In late 1843, Charles Dickens wrote “A Christmas Carol” as a holiday novel, expressly designed to make him some quick money. At the time, Dickens' latest novel was a bomb; he owed money to his publisher and he really needed the dinero. He financed the book's publication himself, pricing it at 5 shillings to make it affordable to the masses (talk about using self-publishing as a branding strategy!)

Dickens' gut instinct was right: “A Christmas Carol” made him a lot of money. But something else happened along the way—the story of Ebenezer Scrooge became one of the most enduring pieces of literature in the English language, with characters that have been absorbed into the human vernacular and psyche.

We may not be trotting around Victorian London in waistcoat and muffler, but Dickens' core message in “A Christmas Carol” still resonates today: Life is transient. We can either live it parsimoniously, with our noses pressed against the bottom line, or we can allow ourselves to be happy.

I've read and written a lot of words in my career, but the only thing I have in common with Charles Dickens is that we both needed the dinero. Dickens had deadlines like the rest of us—he managed to crank out “A Christmas Carol” in six weeks to get his book on the shelves in time for the holiday—but he didn't have to worry about satisfying page views, bounce rates or ensuring that his prose fit into the algorithms of Google's search engine.

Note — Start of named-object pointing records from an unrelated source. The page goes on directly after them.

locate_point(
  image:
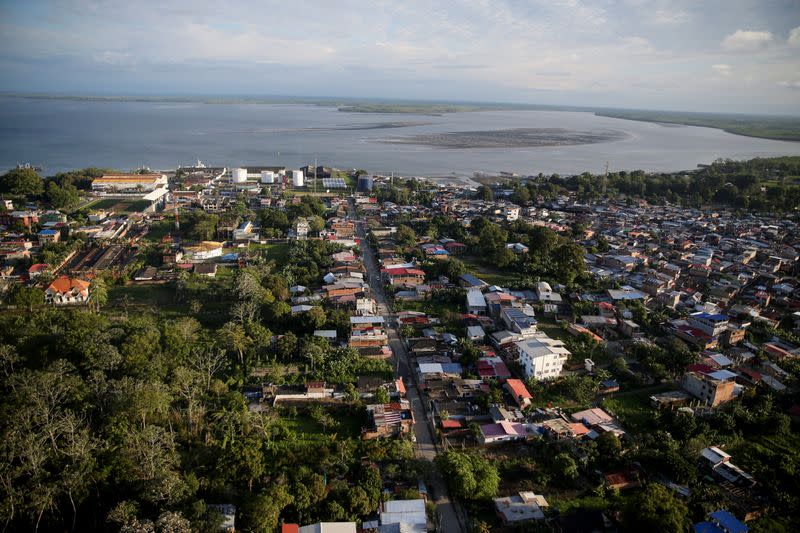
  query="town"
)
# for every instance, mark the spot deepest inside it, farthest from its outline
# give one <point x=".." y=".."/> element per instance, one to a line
<point x="261" y="348"/>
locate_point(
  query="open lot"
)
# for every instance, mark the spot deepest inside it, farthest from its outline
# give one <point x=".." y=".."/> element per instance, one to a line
<point x="119" y="205"/>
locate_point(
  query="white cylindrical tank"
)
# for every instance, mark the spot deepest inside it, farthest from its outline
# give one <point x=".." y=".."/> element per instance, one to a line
<point x="239" y="175"/>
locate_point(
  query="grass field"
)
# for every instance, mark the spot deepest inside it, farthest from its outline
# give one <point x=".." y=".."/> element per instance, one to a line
<point x="158" y="230"/>
<point x="633" y="408"/>
<point x="119" y="205"/>
<point x="486" y="271"/>
<point x="279" y="252"/>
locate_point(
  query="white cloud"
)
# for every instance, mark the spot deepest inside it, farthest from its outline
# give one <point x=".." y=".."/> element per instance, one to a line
<point x="670" y="16"/>
<point x="794" y="37"/>
<point x="746" y="40"/>
<point x="722" y="69"/>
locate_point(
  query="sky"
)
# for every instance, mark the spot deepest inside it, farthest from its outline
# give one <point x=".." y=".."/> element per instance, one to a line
<point x="694" y="55"/>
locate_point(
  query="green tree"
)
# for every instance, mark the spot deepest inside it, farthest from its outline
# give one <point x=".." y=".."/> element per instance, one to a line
<point x="655" y="509"/>
<point x="62" y="197"/>
<point x="21" y="181"/>
<point x="470" y="477"/>
<point x="98" y="292"/>
<point x="261" y="512"/>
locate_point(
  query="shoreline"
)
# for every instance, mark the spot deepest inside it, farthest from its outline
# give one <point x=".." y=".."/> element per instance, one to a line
<point x="770" y="127"/>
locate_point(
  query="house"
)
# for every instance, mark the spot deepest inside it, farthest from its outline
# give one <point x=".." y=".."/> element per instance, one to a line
<point x="67" y="291"/>
<point x="503" y="431"/>
<point x="541" y="357"/>
<point x="37" y="269"/>
<point x="721" y="467"/>
<point x="208" y="270"/>
<point x="116" y="182"/>
<point x="202" y="251"/>
<point x="48" y="235"/>
<point x="520" y="508"/>
<point x="409" y="515"/>
<point x="469" y="281"/>
<point x="406" y="277"/>
<point x="712" y="325"/>
<point x="228" y="512"/>
<point x="475" y="333"/>
<point x="389" y="419"/>
<point x="518" y="321"/>
<point x="476" y="303"/>
<point x="720" y="522"/>
<point x="301" y="228"/>
<point x="623" y="479"/>
<point x="545" y="294"/>
<point x="519" y="392"/>
<point x="712" y="390"/>
<point x="329" y="527"/>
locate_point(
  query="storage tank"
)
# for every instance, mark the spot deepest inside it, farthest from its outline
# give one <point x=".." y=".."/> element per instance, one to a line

These present-day realities mean we don't have a lot of time to ponder the bigger things in life. We're too busy struggling to keep from drowning in the never-ending torrent of words, images and digital information from an endless array of devices. In a desperate effort to be heard, we shoot from the hip, trying to connect on the fly, wherever and whenever we have the chance.

Lurking behind all of the distractions is that nagging, inconvenient little fact: Life is transient. And once it's over, we really don't leave anything permanent behind. Dickens illustrates this in the chilling scene where the rag-and-bone pickers barely wait for Scrooge's body to cool before fighting over his bedclothes and curtains. If you've ever had to sift through a loved one's belongings after his or her death, you realize just how paltry all of those hard-earned earthly goods are once their owner is gone.

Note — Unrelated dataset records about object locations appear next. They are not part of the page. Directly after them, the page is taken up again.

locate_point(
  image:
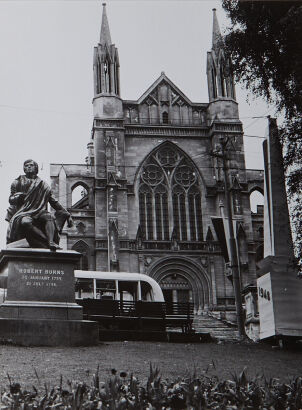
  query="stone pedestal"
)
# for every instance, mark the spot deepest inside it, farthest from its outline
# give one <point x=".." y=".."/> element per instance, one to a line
<point x="39" y="301"/>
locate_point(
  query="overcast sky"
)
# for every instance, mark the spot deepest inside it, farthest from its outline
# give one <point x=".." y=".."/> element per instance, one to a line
<point x="46" y="76"/>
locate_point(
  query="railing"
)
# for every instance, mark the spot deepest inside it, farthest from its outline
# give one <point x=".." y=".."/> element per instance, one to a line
<point x="139" y="314"/>
<point x="197" y="122"/>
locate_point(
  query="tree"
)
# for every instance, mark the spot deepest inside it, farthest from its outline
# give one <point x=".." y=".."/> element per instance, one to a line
<point x="265" y="47"/>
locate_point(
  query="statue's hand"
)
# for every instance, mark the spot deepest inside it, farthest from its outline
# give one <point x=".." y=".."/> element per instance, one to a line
<point x="19" y="197"/>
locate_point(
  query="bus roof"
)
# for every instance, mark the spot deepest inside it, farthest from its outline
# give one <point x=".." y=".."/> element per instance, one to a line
<point x="123" y="276"/>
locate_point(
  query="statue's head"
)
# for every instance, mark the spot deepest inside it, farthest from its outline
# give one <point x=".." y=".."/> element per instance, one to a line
<point x="31" y="167"/>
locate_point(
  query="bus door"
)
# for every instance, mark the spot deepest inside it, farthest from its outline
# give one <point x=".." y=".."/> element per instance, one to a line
<point x="128" y="292"/>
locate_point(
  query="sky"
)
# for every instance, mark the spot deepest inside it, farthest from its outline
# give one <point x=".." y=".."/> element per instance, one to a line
<point x="46" y="74"/>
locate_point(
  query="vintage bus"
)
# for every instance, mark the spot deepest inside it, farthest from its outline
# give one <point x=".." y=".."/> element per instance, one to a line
<point x="123" y="300"/>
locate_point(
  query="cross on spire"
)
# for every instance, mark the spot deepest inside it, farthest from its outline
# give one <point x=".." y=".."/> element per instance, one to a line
<point x="105" y="37"/>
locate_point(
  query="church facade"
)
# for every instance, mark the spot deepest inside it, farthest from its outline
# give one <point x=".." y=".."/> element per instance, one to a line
<point x="152" y="191"/>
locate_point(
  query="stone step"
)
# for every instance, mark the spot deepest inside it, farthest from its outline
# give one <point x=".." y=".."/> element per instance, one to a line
<point x="215" y="327"/>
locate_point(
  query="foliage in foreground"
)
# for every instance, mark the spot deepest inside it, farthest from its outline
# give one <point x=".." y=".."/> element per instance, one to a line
<point x="123" y="392"/>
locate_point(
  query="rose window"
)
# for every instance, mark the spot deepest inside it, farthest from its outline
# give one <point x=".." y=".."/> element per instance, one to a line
<point x="152" y="174"/>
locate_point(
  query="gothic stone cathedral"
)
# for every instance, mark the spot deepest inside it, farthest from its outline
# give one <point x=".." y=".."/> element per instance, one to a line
<point x="152" y="194"/>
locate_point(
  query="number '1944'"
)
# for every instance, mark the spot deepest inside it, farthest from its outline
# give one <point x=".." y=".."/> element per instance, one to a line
<point x="263" y="293"/>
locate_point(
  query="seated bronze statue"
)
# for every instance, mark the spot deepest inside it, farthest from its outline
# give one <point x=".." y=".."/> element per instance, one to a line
<point x="27" y="214"/>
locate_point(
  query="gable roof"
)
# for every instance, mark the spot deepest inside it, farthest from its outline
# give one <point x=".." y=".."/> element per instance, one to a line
<point x="163" y="78"/>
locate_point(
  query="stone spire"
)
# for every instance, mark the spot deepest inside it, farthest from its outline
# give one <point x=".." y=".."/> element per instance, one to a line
<point x="105" y="37"/>
<point x="216" y="35"/>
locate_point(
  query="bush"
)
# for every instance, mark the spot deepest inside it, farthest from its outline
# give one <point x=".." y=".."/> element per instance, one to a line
<point x="125" y="392"/>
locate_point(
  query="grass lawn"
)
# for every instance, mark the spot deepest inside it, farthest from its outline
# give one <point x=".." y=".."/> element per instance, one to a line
<point x="21" y="363"/>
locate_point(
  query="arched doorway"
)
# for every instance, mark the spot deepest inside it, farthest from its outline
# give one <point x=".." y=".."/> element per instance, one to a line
<point x="183" y="280"/>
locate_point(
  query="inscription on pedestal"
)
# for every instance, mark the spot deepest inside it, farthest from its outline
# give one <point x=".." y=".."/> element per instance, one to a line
<point x="33" y="281"/>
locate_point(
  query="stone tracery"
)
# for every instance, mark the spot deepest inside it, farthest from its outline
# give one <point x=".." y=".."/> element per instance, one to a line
<point x="169" y="196"/>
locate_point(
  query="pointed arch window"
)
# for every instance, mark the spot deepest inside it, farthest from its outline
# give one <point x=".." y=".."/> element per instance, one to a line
<point x="222" y="82"/>
<point x="165" y="117"/>
<point x="170" y="197"/>
<point x="214" y="84"/>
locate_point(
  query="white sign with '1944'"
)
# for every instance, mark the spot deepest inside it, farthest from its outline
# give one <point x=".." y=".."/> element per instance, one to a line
<point x="266" y="307"/>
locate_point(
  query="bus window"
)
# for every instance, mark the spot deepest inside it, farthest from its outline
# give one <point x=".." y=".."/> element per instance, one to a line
<point x="84" y="288"/>
<point x="147" y="293"/>
<point x="128" y="290"/>
<point x="105" y="289"/>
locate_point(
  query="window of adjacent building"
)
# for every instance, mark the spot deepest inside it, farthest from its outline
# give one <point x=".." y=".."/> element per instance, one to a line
<point x="170" y="197"/>
<point x="256" y="201"/>
<point x="79" y="197"/>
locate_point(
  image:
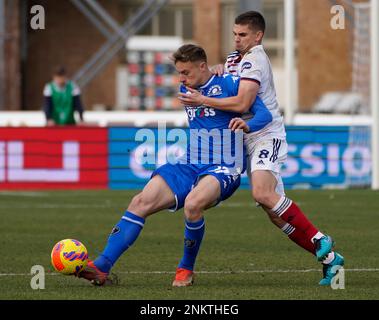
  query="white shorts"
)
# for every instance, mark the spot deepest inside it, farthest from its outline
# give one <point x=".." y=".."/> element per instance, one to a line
<point x="269" y="155"/>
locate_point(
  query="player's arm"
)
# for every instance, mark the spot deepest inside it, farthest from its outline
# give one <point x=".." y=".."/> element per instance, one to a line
<point x="247" y="92"/>
<point x="48" y="106"/>
<point x="262" y="117"/>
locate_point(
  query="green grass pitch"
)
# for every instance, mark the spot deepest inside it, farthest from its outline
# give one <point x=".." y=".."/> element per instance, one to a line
<point x="243" y="256"/>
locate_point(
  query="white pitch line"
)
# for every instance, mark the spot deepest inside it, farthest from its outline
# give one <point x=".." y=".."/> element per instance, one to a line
<point x="210" y="272"/>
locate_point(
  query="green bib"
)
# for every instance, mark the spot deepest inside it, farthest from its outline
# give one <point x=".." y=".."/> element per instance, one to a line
<point x="63" y="108"/>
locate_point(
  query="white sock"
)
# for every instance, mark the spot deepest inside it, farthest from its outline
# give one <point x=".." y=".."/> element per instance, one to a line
<point x="288" y="229"/>
<point x="317" y="236"/>
<point x="329" y="258"/>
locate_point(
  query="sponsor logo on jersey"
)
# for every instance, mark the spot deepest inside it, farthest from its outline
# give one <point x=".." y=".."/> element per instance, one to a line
<point x="115" y="230"/>
<point x="188" y="243"/>
<point x="214" y="90"/>
<point x="245" y="66"/>
<point x="200" y="112"/>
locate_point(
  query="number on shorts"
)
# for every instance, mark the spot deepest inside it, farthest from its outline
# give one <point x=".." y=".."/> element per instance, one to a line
<point x="263" y="154"/>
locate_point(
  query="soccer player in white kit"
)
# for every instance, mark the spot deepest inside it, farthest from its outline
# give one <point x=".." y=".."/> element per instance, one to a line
<point x="266" y="148"/>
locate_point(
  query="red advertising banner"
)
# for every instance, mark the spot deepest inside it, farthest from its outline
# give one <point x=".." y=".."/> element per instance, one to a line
<point x="54" y="158"/>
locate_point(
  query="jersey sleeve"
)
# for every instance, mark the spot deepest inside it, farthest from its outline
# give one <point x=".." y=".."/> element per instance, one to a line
<point x="251" y="69"/>
<point x="47" y="91"/>
<point x="232" y="83"/>
<point x="182" y="89"/>
<point x="75" y="89"/>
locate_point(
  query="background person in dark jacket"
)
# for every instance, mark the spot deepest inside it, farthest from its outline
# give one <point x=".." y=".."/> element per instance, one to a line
<point x="61" y="100"/>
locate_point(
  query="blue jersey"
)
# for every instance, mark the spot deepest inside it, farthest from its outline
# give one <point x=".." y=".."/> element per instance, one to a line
<point x="210" y="139"/>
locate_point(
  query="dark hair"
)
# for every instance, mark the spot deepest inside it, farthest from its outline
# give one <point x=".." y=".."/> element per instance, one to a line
<point x="252" y="18"/>
<point x="189" y="52"/>
<point x="60" y="71"/>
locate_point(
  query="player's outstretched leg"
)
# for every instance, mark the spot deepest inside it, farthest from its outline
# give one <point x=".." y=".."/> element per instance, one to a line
<point x="204" y="195"/>
<point x="155" y="196"/>
<point x="264" y="184"/>
<point x="331" y="266"/>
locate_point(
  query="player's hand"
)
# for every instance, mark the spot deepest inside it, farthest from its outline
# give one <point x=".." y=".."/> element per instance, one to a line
<point x="192" y="97"/>
<point x="217" y="69"/>
<point x="50" y="123"/>
<point x="238" y="123"/>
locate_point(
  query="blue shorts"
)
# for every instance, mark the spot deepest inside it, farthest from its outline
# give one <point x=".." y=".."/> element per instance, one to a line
<point x="182" y="178"/>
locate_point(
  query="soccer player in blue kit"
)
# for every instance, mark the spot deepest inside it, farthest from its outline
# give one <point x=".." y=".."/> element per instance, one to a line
<point x="192" y="184"/>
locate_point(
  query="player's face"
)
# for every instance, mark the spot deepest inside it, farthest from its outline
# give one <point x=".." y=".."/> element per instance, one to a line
<point x="190" y="73"/>
<point x="244" y="37"/>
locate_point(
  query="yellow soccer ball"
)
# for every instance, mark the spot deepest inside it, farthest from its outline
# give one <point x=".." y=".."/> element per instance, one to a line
<point x="69" y="256"/>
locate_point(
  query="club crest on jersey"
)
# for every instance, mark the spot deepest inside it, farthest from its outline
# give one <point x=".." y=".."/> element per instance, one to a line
<point x="199" y="112"/>
<point x="214" y="90"/>
<point x="245" y="66"/>
<point x="188" y="243"/>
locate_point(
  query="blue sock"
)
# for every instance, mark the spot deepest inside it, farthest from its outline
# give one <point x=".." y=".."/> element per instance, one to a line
<point x="193" y="234"/>
<point x="121" y="238"/>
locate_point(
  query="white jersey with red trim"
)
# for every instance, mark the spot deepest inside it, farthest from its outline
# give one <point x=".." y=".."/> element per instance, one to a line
<point x="255" y="66"/>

A few, like Dickens, will endure. Art, whether created by design or a convergence of necessity and luck, can sometimes ignite something that's distinctly human in all of us.

We all want to be remembered after we die. And of course, we will be—by family, friends and the people whose lives we've touched. But even the most beloved or successful of us will be, in a generation or two, a name on a granite stone—or a trail of inane comments, selfies, memes and non sequiturs scattered across cyberspace.

I think we can do better than that.

Think about what you want to do to connect yourself to the rest of the human race. Turn off the electronic yammering, the social media schadenfreude, and the here-today, gone-tomorrow blips on the cultural radar. Think deep thoughts on the eternal human condition and put them down on paper, canvas or film. The products of your creative expression could just end up as part of the waste that's left behind when you go, but who knows? Maybe you'll actually capture something so real that it will go on living even after you're gone.

This is my last column for National Underwriter P&C. Thanks so much for helping to make it a great ride.